Qix-/better-exceptions

Multiline statements/expressions and context

Opened this issue · 3 comments

I find it annoying when tracebacks only show a single line for a frame, when that frame may be executing a multiline expression or frame and that single line leaves out critical context. I see that better_exceptions doesn't address this. Here's an example:

import better_exceptions

better_exceptions.hook()


def div(x, y):
    return y / x


a = 1
b = 0
div(
    b,
    a,
)

Output:

Traceback (most recent call last):
  File "/Users/alexhall/Library/Preferences/PyCharm2018.3/scratches/scratch_400.py", line 14, in <module>
    a,
    └ 1
  File "/Users/alexhall/Library/Preferences/PyCharm2018.3/scratches/scratch_400.py", line 7, in div
    return y / x
           │   └ 0
           └ 1
ZeroDivisionError: division by zero

In particular this doesn't show the function div or the argument b (which causes the exception) at the top.
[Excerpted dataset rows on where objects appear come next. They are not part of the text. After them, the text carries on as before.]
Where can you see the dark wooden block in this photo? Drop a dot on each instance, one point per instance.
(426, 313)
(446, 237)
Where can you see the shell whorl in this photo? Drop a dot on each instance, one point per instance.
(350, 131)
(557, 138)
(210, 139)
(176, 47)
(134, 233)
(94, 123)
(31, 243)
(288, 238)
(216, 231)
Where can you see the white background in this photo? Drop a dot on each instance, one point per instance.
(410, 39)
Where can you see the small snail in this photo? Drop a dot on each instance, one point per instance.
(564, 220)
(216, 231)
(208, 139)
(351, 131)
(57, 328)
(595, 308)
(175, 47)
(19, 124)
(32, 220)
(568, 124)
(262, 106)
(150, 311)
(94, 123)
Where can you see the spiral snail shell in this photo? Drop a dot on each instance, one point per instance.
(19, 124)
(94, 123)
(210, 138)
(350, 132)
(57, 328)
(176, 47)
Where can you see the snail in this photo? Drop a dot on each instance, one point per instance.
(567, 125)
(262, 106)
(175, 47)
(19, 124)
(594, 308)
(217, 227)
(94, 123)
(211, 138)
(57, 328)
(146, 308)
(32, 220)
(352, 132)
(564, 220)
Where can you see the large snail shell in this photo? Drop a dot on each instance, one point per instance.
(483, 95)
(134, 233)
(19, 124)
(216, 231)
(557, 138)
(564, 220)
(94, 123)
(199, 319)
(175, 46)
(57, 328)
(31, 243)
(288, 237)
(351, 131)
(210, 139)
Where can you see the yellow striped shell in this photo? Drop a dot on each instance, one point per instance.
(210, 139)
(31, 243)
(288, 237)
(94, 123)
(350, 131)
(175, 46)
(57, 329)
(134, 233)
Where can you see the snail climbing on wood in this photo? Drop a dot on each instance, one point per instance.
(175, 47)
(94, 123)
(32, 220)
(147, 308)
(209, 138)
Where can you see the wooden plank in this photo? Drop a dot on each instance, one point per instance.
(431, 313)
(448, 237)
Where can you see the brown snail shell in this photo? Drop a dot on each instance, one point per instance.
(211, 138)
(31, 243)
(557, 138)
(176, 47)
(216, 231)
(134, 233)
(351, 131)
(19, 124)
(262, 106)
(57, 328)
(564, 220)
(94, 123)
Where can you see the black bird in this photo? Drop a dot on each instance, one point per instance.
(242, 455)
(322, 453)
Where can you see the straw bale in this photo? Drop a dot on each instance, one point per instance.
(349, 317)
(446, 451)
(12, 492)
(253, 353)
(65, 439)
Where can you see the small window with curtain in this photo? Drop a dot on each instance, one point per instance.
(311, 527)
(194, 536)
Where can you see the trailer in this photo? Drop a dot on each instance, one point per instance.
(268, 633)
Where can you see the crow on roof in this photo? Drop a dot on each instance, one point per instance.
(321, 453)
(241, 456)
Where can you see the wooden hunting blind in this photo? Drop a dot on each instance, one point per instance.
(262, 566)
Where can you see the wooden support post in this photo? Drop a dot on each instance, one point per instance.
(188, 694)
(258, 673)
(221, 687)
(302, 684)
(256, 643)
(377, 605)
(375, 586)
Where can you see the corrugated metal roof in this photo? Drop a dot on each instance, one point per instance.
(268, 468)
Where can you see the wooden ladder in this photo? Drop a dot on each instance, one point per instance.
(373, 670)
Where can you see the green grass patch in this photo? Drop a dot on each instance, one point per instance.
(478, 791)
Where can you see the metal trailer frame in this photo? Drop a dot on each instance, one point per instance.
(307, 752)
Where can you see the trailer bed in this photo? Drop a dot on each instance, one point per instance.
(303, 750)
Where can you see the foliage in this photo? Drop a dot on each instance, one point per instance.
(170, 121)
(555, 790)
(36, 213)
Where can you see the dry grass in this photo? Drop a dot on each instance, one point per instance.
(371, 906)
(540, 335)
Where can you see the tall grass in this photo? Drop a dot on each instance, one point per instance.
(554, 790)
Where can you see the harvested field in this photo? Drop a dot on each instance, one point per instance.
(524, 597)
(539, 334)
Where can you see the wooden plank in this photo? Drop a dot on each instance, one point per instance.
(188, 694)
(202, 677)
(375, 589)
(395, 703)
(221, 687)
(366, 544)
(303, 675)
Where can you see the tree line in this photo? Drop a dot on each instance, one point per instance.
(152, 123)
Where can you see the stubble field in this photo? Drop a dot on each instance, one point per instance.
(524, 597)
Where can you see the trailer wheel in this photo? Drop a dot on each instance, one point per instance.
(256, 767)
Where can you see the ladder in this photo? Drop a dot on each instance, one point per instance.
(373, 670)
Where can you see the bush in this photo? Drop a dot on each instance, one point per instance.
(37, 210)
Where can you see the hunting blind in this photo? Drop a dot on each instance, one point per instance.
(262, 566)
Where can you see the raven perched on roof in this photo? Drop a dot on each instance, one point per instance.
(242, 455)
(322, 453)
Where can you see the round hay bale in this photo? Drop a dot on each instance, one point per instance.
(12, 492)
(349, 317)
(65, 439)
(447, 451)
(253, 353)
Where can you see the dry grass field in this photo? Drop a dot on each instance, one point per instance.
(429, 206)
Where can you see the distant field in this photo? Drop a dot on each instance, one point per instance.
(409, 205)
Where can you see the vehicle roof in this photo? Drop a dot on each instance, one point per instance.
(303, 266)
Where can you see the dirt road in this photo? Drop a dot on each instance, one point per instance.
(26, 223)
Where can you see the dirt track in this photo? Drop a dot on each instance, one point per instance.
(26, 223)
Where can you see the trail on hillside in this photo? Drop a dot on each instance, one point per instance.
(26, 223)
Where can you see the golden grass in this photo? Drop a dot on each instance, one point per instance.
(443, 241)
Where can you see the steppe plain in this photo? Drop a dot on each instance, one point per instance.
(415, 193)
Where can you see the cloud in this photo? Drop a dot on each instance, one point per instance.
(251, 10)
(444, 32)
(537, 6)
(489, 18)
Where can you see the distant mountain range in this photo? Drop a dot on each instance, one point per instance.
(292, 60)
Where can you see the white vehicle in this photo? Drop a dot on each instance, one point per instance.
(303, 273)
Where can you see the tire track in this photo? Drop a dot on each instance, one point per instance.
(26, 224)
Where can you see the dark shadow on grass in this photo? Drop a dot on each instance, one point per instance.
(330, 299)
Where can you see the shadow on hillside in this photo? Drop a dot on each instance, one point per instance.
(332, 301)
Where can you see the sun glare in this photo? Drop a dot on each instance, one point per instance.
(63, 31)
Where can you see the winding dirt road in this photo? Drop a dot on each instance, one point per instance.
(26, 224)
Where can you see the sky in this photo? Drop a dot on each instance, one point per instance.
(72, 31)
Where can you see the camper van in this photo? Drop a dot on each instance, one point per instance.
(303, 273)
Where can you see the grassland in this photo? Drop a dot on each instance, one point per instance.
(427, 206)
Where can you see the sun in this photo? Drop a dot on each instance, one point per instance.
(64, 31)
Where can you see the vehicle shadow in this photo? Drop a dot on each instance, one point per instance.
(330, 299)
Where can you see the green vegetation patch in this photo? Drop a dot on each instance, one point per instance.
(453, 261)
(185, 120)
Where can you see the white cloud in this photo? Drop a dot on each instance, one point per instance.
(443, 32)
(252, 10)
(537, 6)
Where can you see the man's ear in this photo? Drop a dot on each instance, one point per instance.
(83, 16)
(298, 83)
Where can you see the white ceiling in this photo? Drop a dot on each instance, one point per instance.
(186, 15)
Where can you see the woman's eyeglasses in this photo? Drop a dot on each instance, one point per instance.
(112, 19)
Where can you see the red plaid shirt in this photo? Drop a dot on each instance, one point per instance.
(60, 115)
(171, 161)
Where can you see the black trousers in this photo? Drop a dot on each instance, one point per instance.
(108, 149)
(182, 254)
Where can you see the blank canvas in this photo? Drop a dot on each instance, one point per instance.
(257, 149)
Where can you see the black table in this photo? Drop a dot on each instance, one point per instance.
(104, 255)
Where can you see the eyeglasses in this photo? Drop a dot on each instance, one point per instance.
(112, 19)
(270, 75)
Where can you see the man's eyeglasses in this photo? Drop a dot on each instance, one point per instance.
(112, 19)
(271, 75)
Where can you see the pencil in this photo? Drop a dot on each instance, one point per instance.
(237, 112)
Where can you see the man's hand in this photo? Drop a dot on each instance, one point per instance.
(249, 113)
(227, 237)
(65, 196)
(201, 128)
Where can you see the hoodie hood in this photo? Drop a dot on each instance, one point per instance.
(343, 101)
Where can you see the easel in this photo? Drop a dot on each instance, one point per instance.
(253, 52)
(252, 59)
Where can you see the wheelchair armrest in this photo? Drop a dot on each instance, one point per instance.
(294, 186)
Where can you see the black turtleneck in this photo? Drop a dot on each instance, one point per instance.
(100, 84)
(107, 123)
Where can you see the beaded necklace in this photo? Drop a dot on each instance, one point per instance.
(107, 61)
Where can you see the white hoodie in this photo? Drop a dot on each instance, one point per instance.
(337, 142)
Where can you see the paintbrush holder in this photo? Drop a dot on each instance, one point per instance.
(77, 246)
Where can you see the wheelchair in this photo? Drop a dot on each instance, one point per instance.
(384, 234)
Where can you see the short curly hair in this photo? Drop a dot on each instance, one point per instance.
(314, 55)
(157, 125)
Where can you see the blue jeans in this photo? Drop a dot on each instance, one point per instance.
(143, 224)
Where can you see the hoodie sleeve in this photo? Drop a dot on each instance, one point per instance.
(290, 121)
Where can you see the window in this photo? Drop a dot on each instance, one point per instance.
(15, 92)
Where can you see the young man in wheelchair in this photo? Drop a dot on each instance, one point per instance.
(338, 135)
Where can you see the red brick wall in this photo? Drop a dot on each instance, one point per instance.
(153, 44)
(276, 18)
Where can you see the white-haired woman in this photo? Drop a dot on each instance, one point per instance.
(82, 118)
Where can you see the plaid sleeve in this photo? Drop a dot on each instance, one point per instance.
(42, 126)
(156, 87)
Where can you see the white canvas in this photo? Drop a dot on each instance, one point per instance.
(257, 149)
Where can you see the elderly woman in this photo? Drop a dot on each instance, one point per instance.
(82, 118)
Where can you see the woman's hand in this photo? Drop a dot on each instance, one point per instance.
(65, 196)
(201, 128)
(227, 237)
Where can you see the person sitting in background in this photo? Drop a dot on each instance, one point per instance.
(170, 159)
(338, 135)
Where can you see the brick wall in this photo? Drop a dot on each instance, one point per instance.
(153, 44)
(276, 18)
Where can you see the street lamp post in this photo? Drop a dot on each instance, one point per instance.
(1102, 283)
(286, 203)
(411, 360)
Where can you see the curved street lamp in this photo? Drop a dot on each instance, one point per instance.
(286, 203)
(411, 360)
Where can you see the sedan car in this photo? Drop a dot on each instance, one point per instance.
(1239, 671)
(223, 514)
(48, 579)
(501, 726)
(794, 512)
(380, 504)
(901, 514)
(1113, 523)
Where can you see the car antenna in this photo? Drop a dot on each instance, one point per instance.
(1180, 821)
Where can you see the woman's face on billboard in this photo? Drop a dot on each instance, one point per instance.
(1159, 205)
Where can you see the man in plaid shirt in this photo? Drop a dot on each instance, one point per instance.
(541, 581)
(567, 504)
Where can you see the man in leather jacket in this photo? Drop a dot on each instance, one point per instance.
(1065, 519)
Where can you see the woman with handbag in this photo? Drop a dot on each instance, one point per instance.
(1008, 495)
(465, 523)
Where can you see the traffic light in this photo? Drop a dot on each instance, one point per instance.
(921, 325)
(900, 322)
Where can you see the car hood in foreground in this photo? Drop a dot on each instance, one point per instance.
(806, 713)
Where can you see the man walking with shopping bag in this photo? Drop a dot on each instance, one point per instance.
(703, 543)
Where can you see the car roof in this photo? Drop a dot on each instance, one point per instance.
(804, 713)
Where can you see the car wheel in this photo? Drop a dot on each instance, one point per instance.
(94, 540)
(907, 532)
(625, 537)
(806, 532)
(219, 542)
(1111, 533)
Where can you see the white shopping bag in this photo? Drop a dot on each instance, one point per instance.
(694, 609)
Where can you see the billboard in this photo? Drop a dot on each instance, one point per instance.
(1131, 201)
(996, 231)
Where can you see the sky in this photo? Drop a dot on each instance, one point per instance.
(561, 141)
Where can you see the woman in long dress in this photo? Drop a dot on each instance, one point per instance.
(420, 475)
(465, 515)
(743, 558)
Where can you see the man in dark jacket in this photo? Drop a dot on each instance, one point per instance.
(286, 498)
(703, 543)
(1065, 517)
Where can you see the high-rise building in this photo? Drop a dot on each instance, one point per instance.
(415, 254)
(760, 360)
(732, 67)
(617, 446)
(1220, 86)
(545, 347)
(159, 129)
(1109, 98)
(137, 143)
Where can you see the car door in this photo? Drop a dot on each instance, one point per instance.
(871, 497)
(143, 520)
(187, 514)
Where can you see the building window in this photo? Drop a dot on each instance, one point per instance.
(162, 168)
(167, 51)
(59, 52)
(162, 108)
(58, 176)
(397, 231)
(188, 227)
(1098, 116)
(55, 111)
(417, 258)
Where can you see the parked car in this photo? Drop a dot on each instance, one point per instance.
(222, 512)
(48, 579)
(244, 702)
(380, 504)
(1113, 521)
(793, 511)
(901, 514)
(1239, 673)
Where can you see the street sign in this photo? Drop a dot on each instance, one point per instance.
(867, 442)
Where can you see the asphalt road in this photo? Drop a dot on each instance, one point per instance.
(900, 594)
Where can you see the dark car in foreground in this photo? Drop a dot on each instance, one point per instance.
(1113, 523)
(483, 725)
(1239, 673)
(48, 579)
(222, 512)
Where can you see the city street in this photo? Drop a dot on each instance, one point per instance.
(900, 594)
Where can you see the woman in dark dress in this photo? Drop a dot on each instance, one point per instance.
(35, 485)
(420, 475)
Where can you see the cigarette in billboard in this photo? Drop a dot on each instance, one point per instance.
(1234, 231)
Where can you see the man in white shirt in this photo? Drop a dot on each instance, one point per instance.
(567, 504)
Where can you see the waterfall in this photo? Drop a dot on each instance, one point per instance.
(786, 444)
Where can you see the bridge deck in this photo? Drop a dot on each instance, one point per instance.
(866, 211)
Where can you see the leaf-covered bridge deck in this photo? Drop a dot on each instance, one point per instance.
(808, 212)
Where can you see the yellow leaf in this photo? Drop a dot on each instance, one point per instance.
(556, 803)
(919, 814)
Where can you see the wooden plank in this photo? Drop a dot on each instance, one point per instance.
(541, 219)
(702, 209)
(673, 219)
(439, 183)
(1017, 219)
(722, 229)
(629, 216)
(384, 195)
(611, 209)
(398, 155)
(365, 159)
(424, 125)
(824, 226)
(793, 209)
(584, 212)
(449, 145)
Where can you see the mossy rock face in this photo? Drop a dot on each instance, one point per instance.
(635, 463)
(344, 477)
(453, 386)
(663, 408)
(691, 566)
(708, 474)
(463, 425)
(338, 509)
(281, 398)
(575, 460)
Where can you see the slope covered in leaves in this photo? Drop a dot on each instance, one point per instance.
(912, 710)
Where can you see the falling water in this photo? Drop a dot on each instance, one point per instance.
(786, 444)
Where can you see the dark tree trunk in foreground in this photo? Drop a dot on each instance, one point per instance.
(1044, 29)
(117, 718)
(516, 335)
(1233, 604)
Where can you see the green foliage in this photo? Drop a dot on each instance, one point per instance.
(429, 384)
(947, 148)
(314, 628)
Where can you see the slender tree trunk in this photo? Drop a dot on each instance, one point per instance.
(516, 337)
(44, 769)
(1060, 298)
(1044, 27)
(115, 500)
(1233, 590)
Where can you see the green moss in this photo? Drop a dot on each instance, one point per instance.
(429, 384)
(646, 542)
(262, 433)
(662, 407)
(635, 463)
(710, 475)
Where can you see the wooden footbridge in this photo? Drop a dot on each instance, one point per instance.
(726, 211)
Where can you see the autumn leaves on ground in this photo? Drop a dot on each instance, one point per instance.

It seems that multiline function calls generally show the last line containing significant tokens (i.e. not the trailing )) which is often not going to be what the user wants.

There was a discussion about solving this and showing all the lines of a multiline statement in the traceback: https://bugs.python.org/issue12458 It doesn't look like that's going to happen anytime soon, but a change has been merged which shows the first line instead of the last, so in the example above it shows div( in Python 3.8 (I just tested it).

Some tools such as IPython (https://github.com/Qix-/better-exceptions/issues/10#issuecomment-513497696) and Sentry show a few lines of context before and after the line that the traceback points to. This context may be useful in its own right and some users may want something like that. But I don't know how useful it is and it makes tracebacks significantly longer. I don't think that should be the default. And I suspect it's partly done as a crude solution to the multiline statement problem.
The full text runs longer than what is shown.